Трактирщик взвесил вещицу в ладони:
– Оно. Талера на четыре чистого веса. Не меньше.
– Ну до чего же удивительное совпадение! – вскричал господин Крафт. – Именно об этой сумме думал я сам! Но ведь похоже на то, что это не просто дуля из проволоки! Более всего эта штука напоминает мне кусок рулета с цукатами, ха-ха! Кабы знать точнее, что она представляет собой на самом деле, то можно было бы загадывать другую цену, а?

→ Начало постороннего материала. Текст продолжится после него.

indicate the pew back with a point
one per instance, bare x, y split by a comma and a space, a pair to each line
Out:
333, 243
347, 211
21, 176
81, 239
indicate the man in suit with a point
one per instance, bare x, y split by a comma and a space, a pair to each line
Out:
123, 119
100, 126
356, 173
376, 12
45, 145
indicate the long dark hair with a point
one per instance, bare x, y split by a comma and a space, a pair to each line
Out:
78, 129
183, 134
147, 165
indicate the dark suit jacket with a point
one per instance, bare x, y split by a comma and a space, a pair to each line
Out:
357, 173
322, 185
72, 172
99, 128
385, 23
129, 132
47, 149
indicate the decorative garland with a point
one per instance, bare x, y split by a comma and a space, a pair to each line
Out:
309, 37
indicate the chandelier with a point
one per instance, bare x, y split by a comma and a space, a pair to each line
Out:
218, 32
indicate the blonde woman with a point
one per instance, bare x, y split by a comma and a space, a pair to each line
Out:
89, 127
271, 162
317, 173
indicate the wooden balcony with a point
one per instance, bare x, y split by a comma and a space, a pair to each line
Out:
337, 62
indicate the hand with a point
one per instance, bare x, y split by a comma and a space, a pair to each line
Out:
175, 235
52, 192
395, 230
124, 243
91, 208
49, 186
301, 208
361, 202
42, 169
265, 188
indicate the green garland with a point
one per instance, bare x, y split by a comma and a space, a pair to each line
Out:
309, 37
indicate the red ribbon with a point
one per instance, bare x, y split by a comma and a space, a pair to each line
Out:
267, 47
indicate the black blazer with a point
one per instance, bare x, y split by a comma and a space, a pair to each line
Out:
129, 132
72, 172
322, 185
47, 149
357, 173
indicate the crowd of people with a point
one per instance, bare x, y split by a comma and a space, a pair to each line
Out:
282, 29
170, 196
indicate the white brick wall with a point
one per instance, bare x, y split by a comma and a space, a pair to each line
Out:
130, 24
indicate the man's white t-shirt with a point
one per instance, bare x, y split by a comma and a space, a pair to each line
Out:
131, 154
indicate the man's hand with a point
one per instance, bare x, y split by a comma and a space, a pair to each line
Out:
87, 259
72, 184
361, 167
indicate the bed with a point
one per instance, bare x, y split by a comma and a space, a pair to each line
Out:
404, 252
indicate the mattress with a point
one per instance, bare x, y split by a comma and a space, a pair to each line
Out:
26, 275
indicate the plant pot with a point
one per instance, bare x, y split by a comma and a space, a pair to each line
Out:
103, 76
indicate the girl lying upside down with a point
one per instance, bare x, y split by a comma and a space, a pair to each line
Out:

Трактирщик необычайно серьёзно рассмотрел принесённую господином Крафтом вещь, потом вернул её на стол, и, скрестив руки на груди, сообщил:
– А ведь сдаётся мне, я знаю, что это такое.
– Ну же! – хрипло воскликнул портной.
– Говорил я вам или нет, что в молодости состоял при молодом герцоге Ольденбургском? Не говорил. Так вот, его дядя, старый герцог, был большой чудак и умник: скупал по всему свету дорогущее старьё – антиквариат. Несколько комнат в замке были забиты чем попало: ржавыми доспехами, мечами без ножен и уродливыми золотыми побрякушками, вроде этой вот. Ни фантазии, ни высокого искусства, однако ж чудаки, подобные старому герцогу, ценят такие вещицы очень высоко. Их делали дикие язычники лет тысячу назад, и теперь, полежав в земле или в пыльном чулане, они здорово подорожали…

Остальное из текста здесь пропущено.